Along with recent renovations, private entrances, outdoor space, notable architects and high-end appliances, historic designation—if a residential property can claim it in good faith—is bound to appear in the listing when the home comes up for sale. To be sure, aesthetic considerations play a role here; people like the high ceilings, molding, limestone and wood burning fireplaces that tend to inhabit such properties, and with good reason. They are, well, kind of nice to have. It’s also nice, when settling down, to have some assurance that one will not one day find a view blocked or otherwise besmirched by something modern, glass or garish. Buyers might even take some snooty satisfaction from living in a historic district. (Gasp!)
But there is also the matter of appreciation. In New York, in this age of EB-5 shortages and stash pads, kindergarten condo owners and over-the-top single family restorations, appreciation—that is, resale value—is at or near the fore of many a home shopper’s mind. And an NYU Furman Center for Real Estate and Urban Policy report released this week by the National Bureau of Economic Research suggests that for all the quaint charm and promises of neighborhood preservation they provide, historic districts are not necessarily a boon to homeowners, particularly those concerned chiefly with the bottom line.

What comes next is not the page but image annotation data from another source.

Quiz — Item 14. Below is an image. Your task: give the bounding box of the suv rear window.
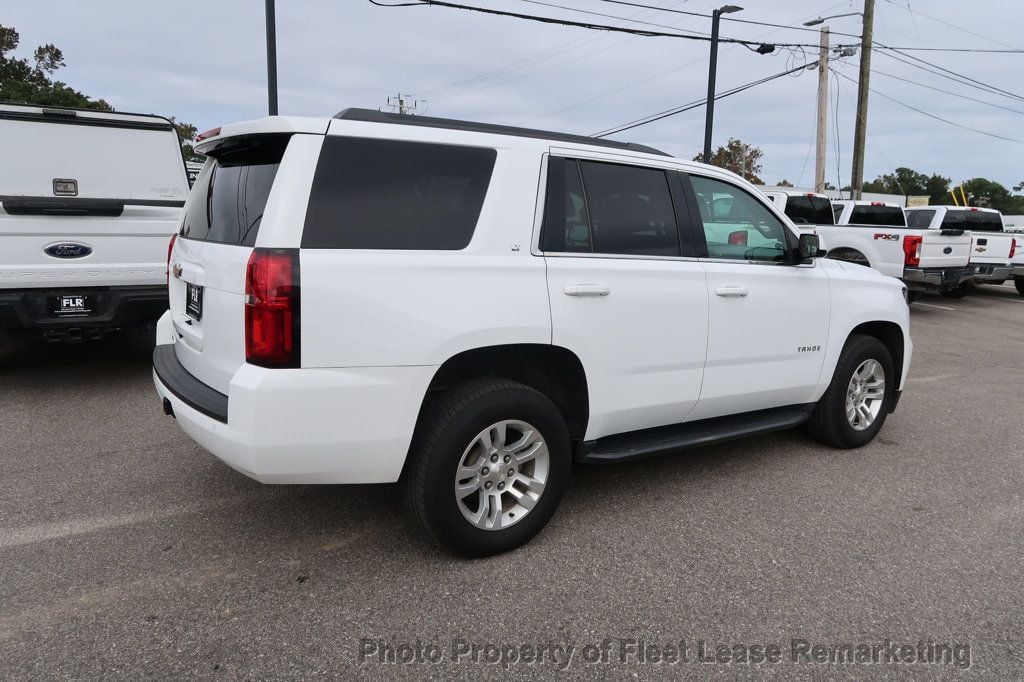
[302,136,498,251]
[942,211,1002,232]
[785,197,836,225]
[181,135,289,246]
[850,206,906,227]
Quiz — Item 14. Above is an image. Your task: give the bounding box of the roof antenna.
[386,92,427,116]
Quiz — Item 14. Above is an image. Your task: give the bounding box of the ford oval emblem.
[43,242,92,258]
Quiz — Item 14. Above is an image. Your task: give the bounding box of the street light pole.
[703,5,742,164]
[850,0,874,199]
[266,0,278,116]
[814,26,828,194]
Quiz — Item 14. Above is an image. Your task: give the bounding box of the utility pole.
[850,0,874,199]
[814,26,828,194]
[266,0,278,116]
[703,5,742,164]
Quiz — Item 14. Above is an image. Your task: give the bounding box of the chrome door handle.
[562,285,611,296]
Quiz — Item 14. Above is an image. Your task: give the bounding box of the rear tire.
[807,334,898,450]
[401,379,571,557]
[939,284,974,298]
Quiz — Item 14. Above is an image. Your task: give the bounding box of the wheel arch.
[417,343,590,446]
[844,319,906,386]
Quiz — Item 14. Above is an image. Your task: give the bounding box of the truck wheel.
[807,334,897,449]
[401,379,571,557]
[939,284,974,298]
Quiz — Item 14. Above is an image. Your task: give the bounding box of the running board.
[574,402,814,464]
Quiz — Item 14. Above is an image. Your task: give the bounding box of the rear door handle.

Within 250 feet of a historic district, the report found, the value of properties increases after the designation takes effect relative to properties further from the district. This trend did not surprise the authors, gelling as it does with their view that such properties enjoy many of the benefits of historic designation without suffering restrictions on new development. The report likewise suggests that on average, citywide, even homes within historic districts grow relatively in value vis-a-vis those beyond district lines.
The buck—both real and proverbial—stops, however, in Manhattan, according to the report. In the city’s most expensive borough, which is home to 60 percent of our 111 historic districts, properties within historic districts see no such superior growth. This, again, is not terribly surprising, given that historic designations largely foreclose the possibility of the sorts of luxurious and ultra-costly new residential developments now popping up all over Manhattan. The proprietors of same are willing, quite naturally, to pay top dollar for land with existing structures that can be wiped away without headaches. Land hosting buildings that cannot be thus erased doesn’t come in for the same premiums. (It’s not for nothing that REBNY rails reliably against the spread of historic districts, going so far as to suggest that they are partially to blame for the affordable housing shortage.)
“Historic districts confer benefits and costs to property owners, and the costs will be higher in neighborhoods where the development rights that owners lose are more valuable,” said faculty director at the Furman Center and report co-author Ingrid Gould Ellen in a release. “So, we would expect to see property values increase less—and potentially even decrease—from historic districting in parts of the city with greater allowable density and more valuable residential space, like Manhattan.”